Natural baby-led posing? It’s not quite as simple as it may seem…
I had a fellow photographer recently inquire about photography for her new baby. She wasn’t a newborn photographer herself but a wedding photographer. When I told her my prices she said she would just do it herself because, after all, “The baby just lies there.”
I myself was in for a shock when I took this stance for my own first baby 9 years ago.
I was a photographer. I knew what I was doing. And after all, “the baby just lies there.”
Boy was I wrong.
But let’s pull back the curtain a little bit to help you better understand what goes into posing a baby. Hopefully this will help if you decide to DIY your newborn photos!
“The Baby Just Lies There”
Alright so number 1 is that she was kind of right… in a sense. A baby does just lie there. They have very limited head and limb control. You can’t leave a baby unbuckled in a carseat because they can’t prop themselves up to make sure their airway stays clear. They slump down so much that they can literally die without our help to position and support them properly. Which brings us to number 2…
If they can’t support themselves, we have to create support for them.
Newborn photographers use a variety of methods to create support for their tiny clients. This may be an expensive posing aid made specifically for newborn photography, or it may be something as simple as a rolled up pair of socks tucked between a baby’s shoulder blades. It may also be that an assistant’s hands are never leaving the baby at all and are instead being taken out in photoshop later. (This is also called a composite image, where 2 or more images are combined together. This technique is necessary for some advanced poses to keep baby safe.)
It’s rare that you just lay a baby down and they’re perfectly posed. So we use little tricks and tools to manipulate their position so they’re better supported and comfortable- and also so we can get a better picture!
Baby is positioned safely and securely into a round nest which is then hidden under in a blanket
Same baby, same setup, different blanket puddling technique
DIY Technique to Try: To help baby into a flattering and supportive position, use your Boppy pillow as a base support. Place the Boppy down on the ground and cover it with a blanket. Put baby’s bum down in the well with the back of their neck resting on the pillow, their face looking up into the camera. If you need more support around their head you can tuck rolled burp cloths underneath your blanket layer to hide them.
Other photographers choose not to “pose” baby at all and simple let baby wiggle and stretch into any position that feels natural. This is traditionally what is called “baby-led posing.” (Want to read another photographer’s take on baby-led posing? Check out this link!)

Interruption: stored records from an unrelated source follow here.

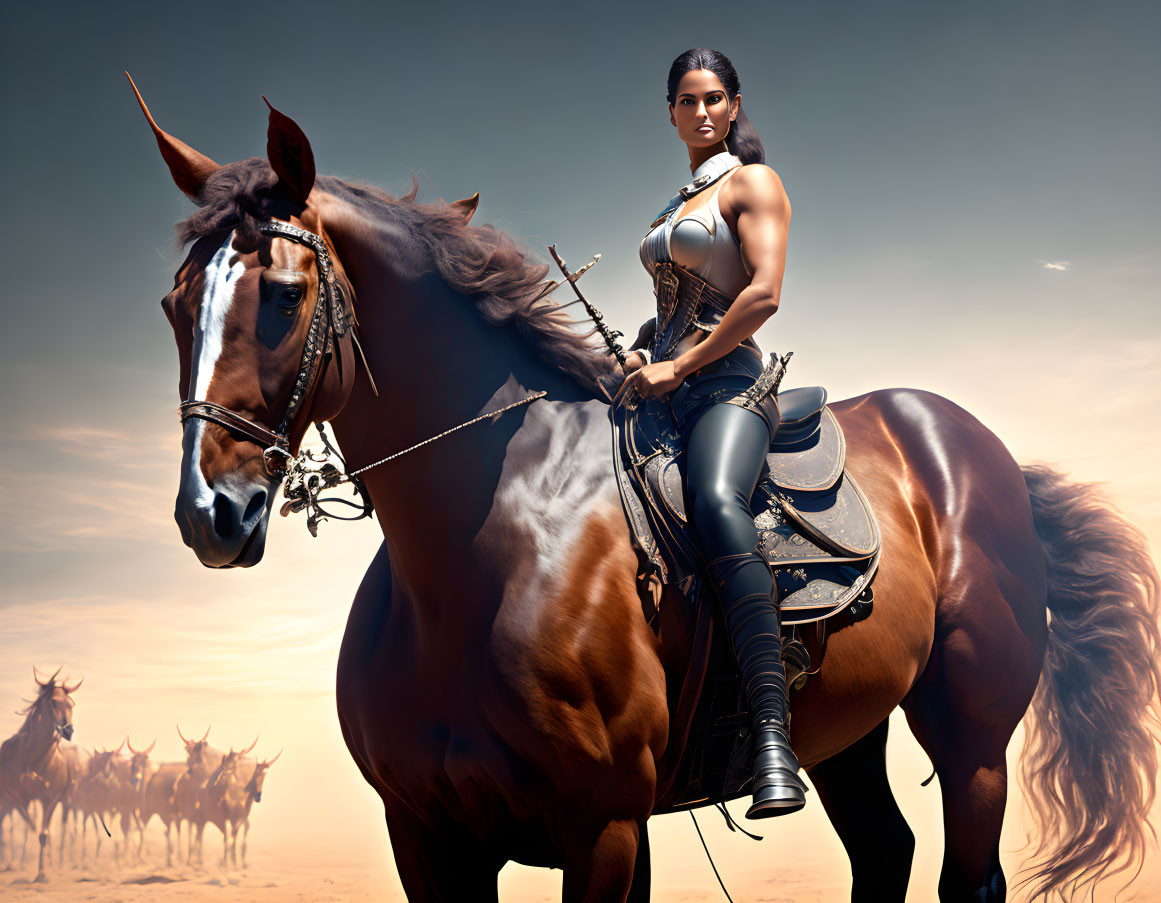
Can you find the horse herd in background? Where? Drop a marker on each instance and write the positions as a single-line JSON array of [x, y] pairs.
[[41, 771]]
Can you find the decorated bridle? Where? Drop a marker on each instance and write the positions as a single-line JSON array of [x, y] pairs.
[[311, 472], [327, 323]]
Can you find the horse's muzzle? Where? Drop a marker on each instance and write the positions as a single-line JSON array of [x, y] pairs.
[[230, 531]]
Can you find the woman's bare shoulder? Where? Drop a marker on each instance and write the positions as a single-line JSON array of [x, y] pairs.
[[756, 186]]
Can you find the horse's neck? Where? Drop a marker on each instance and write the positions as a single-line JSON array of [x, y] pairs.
[[38, 736], [437, 365]]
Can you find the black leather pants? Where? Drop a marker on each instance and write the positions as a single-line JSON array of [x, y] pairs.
[[726, 448]]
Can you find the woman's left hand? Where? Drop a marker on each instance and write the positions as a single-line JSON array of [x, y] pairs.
[[655, 380]]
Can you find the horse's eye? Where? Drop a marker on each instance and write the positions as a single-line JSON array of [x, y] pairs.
[[288, 300]]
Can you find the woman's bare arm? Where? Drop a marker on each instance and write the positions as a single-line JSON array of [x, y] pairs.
[[763, 229]]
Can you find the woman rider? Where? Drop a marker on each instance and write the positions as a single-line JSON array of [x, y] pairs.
[[722, 244]]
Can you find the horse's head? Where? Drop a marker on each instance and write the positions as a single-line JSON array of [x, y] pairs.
[[138, 765], [262, 315], [254, 788], [55, 699], [196, 751]]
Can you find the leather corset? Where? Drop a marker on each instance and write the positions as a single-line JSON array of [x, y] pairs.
[[687, 310]]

I tend to fall in between these two things. While I do often use traditional newborn poses, I only do it with babies who are happy to be in those positions. I never ask a mom to leave the room. I want her to be able to watch the whole thing and stay close to her baby! If a baby is upset when I turn them to a pose on their stomach I spend a minute or two trying to settle and if they don’t, we move on. I never force a baby into a position.
Another aspect of baby-led posing I love is that if a baby appears to need a minute with mom between poses, I always give them that time. They may just need a snuggle. Perhaps they need a break and a snack. They may just not like positions on their tummy! That’s all ok with me and I let them call the shots.
I find that this approach gives me the best of both worlds. It’s less stressful to new moms and it feels more natural while still allowing that polished end result.